Книга: Планета №6
Назад: 40
Дальше: 42

41

Весть о возбуждении против него судебного дела с высшей мерой наказания в перспективе подействовала на Наблюдателя, как удар обухом по голове. Правда, головы у него в это время, как читатели уже знают, не было, и к тому же он не знал, что такое обух, поскольку топоры на планете Собратьев давно вышли из употребления. Однако удар неизвестным предметом по предмету несуществующему был настолько чувствителен, что Наблюдатель и думать забыл о наслаждениях.
Наблюдатель пребывал в панике. Он боялся возвращаться на корабль согласно приказу, потому что, зная безграничную доброту своих собратьев, не верил в обещанное ими помилование. Но оставаться на Земле, в чужом теле, было еще хуже.

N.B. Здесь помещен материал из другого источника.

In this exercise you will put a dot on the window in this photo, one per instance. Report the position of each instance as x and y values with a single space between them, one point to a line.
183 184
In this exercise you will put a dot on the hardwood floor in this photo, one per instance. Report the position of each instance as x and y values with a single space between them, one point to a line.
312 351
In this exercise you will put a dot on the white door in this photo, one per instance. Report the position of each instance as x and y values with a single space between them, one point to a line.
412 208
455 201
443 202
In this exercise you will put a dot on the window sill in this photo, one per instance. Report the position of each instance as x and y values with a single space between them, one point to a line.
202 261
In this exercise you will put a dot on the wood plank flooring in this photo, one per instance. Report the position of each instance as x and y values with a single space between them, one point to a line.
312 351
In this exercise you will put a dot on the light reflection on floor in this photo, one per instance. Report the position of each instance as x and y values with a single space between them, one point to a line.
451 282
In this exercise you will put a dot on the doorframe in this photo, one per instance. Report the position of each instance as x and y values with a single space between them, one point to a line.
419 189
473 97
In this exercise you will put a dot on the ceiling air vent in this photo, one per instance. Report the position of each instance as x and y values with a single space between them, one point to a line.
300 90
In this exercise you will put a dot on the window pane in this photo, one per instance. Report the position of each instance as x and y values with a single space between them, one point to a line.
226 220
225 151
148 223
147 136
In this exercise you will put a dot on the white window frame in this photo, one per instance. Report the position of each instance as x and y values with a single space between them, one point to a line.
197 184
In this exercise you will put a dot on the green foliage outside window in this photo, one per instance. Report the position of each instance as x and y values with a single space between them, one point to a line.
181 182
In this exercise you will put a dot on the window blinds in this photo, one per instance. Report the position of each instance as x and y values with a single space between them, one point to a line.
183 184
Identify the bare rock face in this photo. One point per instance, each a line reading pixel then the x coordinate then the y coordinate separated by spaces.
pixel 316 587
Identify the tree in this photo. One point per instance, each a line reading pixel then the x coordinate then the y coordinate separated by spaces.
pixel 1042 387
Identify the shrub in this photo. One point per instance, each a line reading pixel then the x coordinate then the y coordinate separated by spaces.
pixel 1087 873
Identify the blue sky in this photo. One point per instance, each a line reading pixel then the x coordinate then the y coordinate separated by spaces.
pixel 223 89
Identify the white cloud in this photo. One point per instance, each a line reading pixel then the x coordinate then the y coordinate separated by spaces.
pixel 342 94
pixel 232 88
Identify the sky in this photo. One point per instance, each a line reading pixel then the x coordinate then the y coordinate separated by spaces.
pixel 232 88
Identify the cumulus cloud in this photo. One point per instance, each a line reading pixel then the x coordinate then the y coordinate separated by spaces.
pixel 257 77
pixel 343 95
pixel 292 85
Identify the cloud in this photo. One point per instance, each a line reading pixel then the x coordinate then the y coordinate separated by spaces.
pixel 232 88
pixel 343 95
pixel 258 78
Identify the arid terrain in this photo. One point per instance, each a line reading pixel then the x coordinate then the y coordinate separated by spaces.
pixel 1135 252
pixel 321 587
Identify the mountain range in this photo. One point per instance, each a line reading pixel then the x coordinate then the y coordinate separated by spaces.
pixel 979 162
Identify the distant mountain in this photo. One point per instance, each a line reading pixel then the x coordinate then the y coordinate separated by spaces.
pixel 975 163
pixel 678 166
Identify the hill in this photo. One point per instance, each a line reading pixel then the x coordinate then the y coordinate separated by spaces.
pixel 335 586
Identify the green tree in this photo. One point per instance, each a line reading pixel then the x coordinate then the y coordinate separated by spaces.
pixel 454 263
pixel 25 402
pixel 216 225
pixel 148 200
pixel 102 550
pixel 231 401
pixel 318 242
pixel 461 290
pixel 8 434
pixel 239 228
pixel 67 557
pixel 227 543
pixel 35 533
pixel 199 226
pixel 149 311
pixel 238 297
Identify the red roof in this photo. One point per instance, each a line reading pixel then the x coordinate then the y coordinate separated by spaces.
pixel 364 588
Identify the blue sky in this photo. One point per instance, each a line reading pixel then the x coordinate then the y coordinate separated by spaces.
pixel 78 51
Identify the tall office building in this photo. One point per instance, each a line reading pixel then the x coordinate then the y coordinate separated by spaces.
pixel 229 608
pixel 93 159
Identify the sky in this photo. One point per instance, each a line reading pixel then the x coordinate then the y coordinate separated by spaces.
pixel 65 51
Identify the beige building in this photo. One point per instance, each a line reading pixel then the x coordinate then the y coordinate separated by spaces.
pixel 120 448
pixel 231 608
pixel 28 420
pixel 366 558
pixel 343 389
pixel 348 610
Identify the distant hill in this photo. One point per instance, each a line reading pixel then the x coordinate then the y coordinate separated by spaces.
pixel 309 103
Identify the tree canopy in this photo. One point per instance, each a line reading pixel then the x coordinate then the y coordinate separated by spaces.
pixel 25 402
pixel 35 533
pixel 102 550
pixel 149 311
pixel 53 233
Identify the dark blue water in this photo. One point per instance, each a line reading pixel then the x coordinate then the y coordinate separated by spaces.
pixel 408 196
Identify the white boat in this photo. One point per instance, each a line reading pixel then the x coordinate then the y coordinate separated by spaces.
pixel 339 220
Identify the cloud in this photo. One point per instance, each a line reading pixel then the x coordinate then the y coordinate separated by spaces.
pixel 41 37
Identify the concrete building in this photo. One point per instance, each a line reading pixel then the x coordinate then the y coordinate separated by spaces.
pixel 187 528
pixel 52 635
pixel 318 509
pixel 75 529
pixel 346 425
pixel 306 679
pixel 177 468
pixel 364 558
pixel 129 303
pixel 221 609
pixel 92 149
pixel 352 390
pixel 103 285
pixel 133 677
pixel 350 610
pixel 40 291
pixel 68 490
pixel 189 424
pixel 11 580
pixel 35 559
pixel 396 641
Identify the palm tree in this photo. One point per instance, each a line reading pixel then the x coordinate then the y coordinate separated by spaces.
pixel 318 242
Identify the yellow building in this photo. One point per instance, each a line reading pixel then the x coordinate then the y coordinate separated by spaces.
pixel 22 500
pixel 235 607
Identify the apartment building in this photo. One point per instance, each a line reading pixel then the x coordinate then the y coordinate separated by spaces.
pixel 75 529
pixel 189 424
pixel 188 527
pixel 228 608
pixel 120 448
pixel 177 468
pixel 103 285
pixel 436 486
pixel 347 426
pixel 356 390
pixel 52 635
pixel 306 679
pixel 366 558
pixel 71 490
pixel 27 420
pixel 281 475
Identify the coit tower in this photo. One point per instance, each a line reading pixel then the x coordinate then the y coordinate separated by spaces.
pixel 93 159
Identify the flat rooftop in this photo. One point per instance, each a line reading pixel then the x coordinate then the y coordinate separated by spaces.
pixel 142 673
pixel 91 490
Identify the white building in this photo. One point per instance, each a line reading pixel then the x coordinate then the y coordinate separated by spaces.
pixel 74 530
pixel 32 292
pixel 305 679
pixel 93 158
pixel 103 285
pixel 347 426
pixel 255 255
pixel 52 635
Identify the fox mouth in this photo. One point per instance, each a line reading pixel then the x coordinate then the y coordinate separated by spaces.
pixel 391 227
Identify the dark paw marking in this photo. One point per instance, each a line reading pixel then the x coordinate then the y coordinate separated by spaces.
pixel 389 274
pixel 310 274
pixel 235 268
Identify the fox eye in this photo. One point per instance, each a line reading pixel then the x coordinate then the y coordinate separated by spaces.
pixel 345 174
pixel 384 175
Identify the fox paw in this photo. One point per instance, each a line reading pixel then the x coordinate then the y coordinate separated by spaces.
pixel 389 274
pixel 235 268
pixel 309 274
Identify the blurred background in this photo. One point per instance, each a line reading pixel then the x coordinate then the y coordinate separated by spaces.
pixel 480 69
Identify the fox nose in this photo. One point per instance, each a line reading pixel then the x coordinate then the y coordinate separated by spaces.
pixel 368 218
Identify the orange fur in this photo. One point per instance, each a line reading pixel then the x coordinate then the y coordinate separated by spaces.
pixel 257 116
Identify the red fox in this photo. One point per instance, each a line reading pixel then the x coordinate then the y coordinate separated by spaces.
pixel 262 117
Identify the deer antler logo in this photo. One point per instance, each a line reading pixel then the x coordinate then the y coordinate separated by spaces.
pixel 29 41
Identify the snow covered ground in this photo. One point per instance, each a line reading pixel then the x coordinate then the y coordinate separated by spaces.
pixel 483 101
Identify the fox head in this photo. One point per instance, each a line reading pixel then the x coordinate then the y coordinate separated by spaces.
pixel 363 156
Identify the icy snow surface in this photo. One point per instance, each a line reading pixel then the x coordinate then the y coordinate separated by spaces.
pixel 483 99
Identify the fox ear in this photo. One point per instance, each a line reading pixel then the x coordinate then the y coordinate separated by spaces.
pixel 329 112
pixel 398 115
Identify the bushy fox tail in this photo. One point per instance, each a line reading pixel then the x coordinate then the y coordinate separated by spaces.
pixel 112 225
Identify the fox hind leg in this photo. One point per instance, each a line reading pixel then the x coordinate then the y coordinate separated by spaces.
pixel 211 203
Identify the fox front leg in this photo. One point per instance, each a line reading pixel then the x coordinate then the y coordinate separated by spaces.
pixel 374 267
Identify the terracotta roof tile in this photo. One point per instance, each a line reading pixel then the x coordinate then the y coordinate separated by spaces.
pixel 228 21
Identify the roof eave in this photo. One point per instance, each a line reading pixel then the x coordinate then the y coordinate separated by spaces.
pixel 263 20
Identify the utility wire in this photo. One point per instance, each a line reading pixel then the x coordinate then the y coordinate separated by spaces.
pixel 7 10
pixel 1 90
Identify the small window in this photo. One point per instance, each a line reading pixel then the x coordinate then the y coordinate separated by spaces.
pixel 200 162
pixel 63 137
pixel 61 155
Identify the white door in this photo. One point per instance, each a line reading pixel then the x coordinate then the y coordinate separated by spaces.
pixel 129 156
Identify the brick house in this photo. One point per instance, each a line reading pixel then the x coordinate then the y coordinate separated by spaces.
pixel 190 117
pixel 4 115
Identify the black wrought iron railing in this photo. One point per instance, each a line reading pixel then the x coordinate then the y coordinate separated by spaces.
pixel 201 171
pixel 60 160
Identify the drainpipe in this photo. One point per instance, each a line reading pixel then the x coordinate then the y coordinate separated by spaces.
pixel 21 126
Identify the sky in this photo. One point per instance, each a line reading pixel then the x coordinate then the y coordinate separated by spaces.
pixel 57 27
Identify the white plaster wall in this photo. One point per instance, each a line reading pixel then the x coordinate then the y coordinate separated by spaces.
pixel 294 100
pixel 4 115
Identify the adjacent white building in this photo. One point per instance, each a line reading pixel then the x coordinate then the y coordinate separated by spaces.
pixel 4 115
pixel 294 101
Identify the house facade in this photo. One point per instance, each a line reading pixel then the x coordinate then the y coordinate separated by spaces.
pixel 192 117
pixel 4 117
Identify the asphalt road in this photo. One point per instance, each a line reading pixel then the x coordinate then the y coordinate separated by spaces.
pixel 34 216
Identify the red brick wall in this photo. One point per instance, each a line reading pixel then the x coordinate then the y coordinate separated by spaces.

Не зная, что предпринять, Наблюдатель все глубже впадал в депрессию и начал даже подумывать о смерти, которая все-таки лучше пожизненного лишения тела.
Опомнился он лишь когда с удивлением обнаружил, что его Носитель уже прилаживает к крюку люстры веревку с петлей на конце и явным образом собирается надеть эту петлю на шею.
«С чего бы это?» – подумал Наблюдатель, поскольку данный обычай был ему неизвестен.
Мысли Носителя выдавали намерение затянуть петлю на шее и спрыгнуть с табуретки. Наблюдатель быстро просчитал последствия и неопровержимо установил, что в течение нескольких минут после того, как петля затянется, произойдет полное и необратимое прекращение жизнедеятельности организма Носителя.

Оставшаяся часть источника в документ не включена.